Так помаленьку устраиваясь и поучаясь, сижу я однажды пред вечером у себя дома и вижу, что ко мне на двор въехала пара лошадей в небольшом тарантасике, и из него выходит очень небольшой человечек, совсем похожий с виду на художника: матовый, бледный брюнетик, с длинными, черными, прямыми волосами, с бородкой и с подвязанными черною косынкой ушами. Походка легкая и осторожная: совсем петербургская золотуха и мозоли, а глаза серые, большие, очень добрые и располагающие.
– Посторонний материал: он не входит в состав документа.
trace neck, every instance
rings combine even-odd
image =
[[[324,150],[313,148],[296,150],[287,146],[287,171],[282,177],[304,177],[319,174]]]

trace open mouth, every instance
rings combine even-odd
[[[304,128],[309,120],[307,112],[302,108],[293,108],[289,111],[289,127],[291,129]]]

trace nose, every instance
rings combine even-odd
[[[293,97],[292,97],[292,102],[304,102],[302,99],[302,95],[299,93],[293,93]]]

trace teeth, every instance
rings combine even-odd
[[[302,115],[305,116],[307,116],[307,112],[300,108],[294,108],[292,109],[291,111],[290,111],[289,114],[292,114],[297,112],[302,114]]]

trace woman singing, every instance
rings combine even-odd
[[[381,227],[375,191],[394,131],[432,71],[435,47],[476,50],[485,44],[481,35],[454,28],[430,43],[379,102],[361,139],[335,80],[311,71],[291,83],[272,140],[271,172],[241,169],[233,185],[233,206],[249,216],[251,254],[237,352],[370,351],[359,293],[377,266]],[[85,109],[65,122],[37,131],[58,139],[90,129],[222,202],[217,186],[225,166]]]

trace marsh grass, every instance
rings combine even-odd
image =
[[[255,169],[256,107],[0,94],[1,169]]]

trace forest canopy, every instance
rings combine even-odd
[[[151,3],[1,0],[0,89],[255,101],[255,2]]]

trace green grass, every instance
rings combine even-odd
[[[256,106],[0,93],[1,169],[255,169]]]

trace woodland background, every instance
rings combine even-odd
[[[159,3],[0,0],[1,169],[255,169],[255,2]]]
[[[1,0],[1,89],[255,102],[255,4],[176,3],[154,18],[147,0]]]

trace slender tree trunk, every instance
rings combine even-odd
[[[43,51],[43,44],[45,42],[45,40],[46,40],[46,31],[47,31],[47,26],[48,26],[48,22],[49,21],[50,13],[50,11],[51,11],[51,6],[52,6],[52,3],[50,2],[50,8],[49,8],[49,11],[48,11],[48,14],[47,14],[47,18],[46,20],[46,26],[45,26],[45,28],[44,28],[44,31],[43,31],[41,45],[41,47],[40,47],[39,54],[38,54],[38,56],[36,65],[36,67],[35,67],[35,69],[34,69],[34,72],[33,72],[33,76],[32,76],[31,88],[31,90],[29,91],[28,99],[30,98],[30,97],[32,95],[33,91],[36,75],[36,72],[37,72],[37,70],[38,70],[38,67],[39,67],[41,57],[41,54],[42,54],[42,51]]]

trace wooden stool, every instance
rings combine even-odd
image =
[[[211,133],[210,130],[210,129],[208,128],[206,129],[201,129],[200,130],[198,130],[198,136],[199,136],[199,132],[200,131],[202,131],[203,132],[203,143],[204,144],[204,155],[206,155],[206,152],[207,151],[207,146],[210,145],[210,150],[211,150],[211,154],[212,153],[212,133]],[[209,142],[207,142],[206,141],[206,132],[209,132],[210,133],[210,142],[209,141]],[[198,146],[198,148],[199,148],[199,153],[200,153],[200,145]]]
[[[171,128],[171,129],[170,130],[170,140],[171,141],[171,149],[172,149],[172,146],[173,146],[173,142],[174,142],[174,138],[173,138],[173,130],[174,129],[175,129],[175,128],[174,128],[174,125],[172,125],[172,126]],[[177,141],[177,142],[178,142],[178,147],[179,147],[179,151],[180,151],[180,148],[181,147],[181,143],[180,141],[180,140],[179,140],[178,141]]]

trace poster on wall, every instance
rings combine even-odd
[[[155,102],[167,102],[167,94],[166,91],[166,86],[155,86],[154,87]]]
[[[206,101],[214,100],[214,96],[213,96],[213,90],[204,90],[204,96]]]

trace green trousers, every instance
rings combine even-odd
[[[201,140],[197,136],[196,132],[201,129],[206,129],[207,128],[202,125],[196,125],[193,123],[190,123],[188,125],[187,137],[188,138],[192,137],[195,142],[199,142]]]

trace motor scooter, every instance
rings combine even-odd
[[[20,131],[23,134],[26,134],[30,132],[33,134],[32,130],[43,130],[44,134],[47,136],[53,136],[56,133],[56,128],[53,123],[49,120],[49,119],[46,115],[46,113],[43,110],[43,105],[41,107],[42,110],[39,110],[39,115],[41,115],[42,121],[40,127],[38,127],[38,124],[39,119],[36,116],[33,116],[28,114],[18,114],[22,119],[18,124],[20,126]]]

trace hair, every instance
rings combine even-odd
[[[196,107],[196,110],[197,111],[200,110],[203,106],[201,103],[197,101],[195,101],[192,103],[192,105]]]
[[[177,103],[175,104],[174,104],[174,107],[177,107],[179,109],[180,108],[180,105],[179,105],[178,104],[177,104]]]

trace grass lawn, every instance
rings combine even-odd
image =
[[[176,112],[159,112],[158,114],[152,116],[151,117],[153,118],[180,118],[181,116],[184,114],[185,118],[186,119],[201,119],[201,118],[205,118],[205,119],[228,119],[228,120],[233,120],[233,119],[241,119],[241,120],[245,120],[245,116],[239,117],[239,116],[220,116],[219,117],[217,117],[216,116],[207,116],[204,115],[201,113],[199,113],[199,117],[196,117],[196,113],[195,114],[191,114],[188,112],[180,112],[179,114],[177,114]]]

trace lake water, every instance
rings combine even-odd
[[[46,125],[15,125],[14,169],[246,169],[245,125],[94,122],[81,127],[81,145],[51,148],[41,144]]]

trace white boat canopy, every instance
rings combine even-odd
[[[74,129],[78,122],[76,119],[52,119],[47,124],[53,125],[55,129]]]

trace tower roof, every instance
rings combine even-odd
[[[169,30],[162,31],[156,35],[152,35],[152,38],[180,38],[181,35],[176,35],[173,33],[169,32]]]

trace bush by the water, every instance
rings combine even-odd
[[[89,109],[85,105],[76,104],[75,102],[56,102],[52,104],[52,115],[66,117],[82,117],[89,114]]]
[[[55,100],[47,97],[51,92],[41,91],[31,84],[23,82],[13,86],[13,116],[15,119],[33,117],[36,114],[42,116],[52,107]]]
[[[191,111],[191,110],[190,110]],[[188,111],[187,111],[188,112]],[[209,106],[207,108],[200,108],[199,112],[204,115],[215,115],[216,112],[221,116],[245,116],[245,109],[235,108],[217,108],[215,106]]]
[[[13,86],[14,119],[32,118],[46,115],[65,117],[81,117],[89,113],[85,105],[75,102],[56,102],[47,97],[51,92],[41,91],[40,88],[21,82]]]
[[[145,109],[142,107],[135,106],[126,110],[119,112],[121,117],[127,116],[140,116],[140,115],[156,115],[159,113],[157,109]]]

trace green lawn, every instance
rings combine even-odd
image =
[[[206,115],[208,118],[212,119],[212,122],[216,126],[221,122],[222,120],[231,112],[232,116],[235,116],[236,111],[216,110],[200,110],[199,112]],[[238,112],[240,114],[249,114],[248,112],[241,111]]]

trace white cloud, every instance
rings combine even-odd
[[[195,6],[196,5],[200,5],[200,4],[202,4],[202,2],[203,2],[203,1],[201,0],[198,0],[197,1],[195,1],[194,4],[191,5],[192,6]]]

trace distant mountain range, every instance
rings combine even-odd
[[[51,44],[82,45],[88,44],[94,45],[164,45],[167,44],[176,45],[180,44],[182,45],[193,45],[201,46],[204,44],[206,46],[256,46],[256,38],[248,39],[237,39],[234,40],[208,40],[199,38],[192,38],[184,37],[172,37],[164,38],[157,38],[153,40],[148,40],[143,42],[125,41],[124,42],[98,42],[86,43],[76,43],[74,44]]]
Подойдя к открытому окну, у которого я стоял, гость очень развязно поклонился и несколько меланхолическим голосом говорит:
– Я не из самых приятных посетителей; ваш становой Васильев, честь имею рекомендоваться, – и с этим направляется на крыльцо, а я встречаю его на пороге.
Должен вам сказать, что я питаю большое доверие к первым впечатлениям, и этот золотушный становой необыкновенно понравился мне, как только я на него взглянул. Я всегда видал становых сытых, румяных, даже красных, мешковатых, нескладных и резких, а таких, как этот, мне никогда и в ум не приходило себе представить.
– Рад, – говорю, – очень с вами познакомиться, – и, поверьте, действительно был рад. Такой мягкий человек, что хоть его к больной ране прикладывай, и особенно мне в нем понравилось, что хотя он с вида и похож на художника, но нет в нем ни этой семинарской застенчивости, ни маркерской развязности и вообще ничего лакейского, без чего художник у нас редко обходится. Это просто входит бедный джентльмен, – в своем роде олицетворение благородной и спокойной гордости и нищеты рыцаря Ламанчского.
– Благодарю за доброе слово, – отвечает он тихо и кротко на мое приветствие и, входя, добавляет: – Впрочем, я, по счастию, действительно привез вам такие вести, что они стоят доброго слова, – и с этим дает мне бумагу, а сам прямо отходит к шкафу с книгами и начинает читать титулы переплетов.